Reichenhaller Bergwacht war 2011 bei 70 Einsätzen und bei Realisierung des Neubaus bis an die Grenzen gefordert

Die Reichenhaller Bergwacht war 2011 bis an die Grenzen ihrer Belastbarkeit gefordert: Bei ihrer Jahreshauptversammlung im BRK-Haus blickten Bereitschaftsleiter Dr. Klaus (Nik) Burger und sein Team auf ein mit 70 Einsätzen turbulentes Jahr zurück, das einerseits von viel Arbeit und Sorgen rund um die Finanzierung und den Bau der neuen Bergrettungswache, andererseits aber auch von sehr schweren und mitunter lebensbedrohlichen Rettungsaktionen geprägt war. „Tatkraft und Wille zur Rettung reichten bis an die Grenzen der noch vertretbaren Eigengefährdung“, resümierte Burger mit Blick auf spektakuläre und medial bundesweit hoch gelobte Rettungen. „Der Erwartungsdruck ist enorm, aber wir müssen uns immer wieder dazu zwingen, die Risikobewertungen im Einsatz ständig zu überdenken.“

Rekordverdächtiger Baufortschritt
Der lange und hürdenreiche Weg bis zum Bau der neuen Bergrettungswache hat gerade dem Leitungsteam rund um Dr. Burger und Projektleiter Marcus Goebel viel Kraft und Nerven gekostet, wobei 2011 mit 70 Einsätzen und mehreren zum Teil auch für die Bergwachtleute lebensgefährlichen Rettungsaktionen ohnehin kein ruhiges Jahr war. Der rekordverdächtige, vom Wettergott begünstigte Baufortschritt an der Reichenbachstraße bei wochenlanger, trockener Witterung von September bis Dezember war dann letztlich Dank und Anerkennung für die vielen Mühen der Ehrenamtlichen, die mit ihrem Großprojekt über zwei Jahre hinweg ein mittelständisches Unternehmen managen mussten. „Wir sind ein absolut gutes Team und unsere Reihen waren geschlossen, wodurch sich nun der Erfolg eingestellt hat“, lobte Burger und dankte zugleich allen Unterstützern und Partnern, aber vor allem seiner Mannschaft und den Bergwacht-Familien für ihren Zusammenhalt und die gute Kameradschaft.

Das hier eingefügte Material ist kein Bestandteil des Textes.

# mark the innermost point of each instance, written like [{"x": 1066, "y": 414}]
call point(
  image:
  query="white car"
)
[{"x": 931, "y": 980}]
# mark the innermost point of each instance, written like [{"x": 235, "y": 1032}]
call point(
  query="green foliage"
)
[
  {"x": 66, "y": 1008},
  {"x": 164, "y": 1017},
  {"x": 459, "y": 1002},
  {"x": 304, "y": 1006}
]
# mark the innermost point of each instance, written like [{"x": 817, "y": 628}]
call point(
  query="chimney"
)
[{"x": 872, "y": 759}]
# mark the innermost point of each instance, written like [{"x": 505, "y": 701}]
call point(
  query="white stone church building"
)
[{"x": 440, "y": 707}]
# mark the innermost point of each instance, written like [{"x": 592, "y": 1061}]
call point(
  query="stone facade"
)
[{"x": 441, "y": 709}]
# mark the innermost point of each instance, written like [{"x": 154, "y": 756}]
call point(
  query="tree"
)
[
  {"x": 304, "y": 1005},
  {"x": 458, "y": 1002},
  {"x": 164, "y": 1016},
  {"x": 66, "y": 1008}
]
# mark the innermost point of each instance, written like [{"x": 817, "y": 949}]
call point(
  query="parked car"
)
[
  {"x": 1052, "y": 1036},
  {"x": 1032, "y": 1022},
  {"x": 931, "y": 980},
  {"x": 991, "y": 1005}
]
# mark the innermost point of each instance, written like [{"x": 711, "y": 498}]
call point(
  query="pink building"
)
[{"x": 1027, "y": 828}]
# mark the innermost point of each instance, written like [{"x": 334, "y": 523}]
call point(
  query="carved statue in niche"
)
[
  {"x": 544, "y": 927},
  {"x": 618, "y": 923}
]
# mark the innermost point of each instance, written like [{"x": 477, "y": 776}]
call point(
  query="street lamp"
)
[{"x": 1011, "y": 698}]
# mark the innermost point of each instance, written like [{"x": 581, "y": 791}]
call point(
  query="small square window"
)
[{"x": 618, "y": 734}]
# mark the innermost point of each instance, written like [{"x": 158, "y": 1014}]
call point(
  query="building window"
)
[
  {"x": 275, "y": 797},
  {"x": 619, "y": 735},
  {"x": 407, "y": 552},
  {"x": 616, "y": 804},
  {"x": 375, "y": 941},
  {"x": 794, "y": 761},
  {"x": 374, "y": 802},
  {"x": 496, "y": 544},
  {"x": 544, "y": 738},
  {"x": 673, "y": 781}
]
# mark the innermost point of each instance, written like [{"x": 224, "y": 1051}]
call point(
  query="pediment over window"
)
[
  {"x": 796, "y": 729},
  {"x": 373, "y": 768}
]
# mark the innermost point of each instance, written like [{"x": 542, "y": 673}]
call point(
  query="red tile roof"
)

Bis an die Grenzen der noch vertretbaren Eigengefährdung
Burger fasste die Ereignisse knapp und objektiv mit dem Titel „Neubau und gefährliche Rettungen“ zusammen, sprach aber auch sehr offen über seine persönlichen Empfindungen, die zwischen Stolz und Sorge schwanken. Er sei stolz auf die Unterstützung und den Rückhalt in der Bevölkerung, aber auch auf die Leistungen seiner Mannschaft: „Ohne uns wäre die Zahl der Bergtoten höher. Dies ist kein Selbstlob, sondern eine Feststellung. Für nicht wenige Gerettete war die Rettung mitunter eine Selbstverständlichkeit, aber uns darüber nicht aufzuregen, das ist unser Selbstverständnis.“ Etwas Sorge habe er, weil die Tatkraft und der Wille zur Rettung bis an die Grenzen der noch vertretbaren Eigengefährdung reichen würden. „Deshalb sollten wir bei unserem heutigen Blick in den Rückspiegel auch dankbar sein, dass wir selbst von schweren Unfällen und Tragödien verschont blieben.“ Burger erinnerte beispielhaft an eine Nachlawine bei einem Einsatz in einer Rinne im Lattengebirge, an eine Kapprettung eines schwer verletzten Kletterers aus den 400-Meter-Wänden der Reiter Alpe, wo beim Anflug plötzlich eine Slackline als gefährliches Hindernis für den Hubschrauber auftauchte und an die beiden Winter-Einsätze in der bis zu 50 Grad steilen Schreck-, beziehungsweise Alpgartenrinne: „Lebensrettungen bedingen mitunter lebensgefährliche Rettungsszenarien, die sich entwickeln und in dem bedrohlichen Umfang nicht immer vorhersehbar sind. Wir sollten uns aber immer wieder bewusst sein, wie wir es lehren, die Risikobewertungen stets der aktuellen Lage anzupassen.“

Einsatzschwerpunkte im Lattengebirge und am Staufen
„2011 war ein relativ schlechter Winter, dafür lang anhaltend sehr schönes Bergwetter im Spätsommer und Herbst. Die meiste Arbeit hatten wir deshalb von August bis November“, berichtete der stellvertretende Bereitschaftsleiter Christian Schieder, der die überdurchschnittlichen Einsatzzahlen präsentierte. 23 Mal mussten die Retter im Lattengebirge Hilfe leisten, gefolgt vom Staufen (21), Zwiesel (5), fünf Einsätzen auf Straßen und Wanderwegen im Tal, Ristfeuchthorn (5), Reiter Alpe (4), Müllnerhörndl mit Karlsteiner Klettergarten (3), Fuderheuberg (3) und Untersberg (1). Schieder: „Auffällig ist, dass viele Einsätze in der Dämmerung oder bei Dunkelheit stattfanden. 18 allein waren Nachforschungen nach gemeldeten Lichtquellen. Dies sind aber keine Fehleinsätze, da wir über die Alarmierung gefordert sind und überprüfen müssen, ob nicht doch ein Alpines Notsignal oder eine Notlage vorliegen.“ Bereits 2009 und 2006 hatte die Reichenhaller Bergwacht mit jeweils 71 Alarmierungen besonders viel zu tun; 2010 war dagegen gemessen an den Einsatzzahlen (54) eher durchschnittlich.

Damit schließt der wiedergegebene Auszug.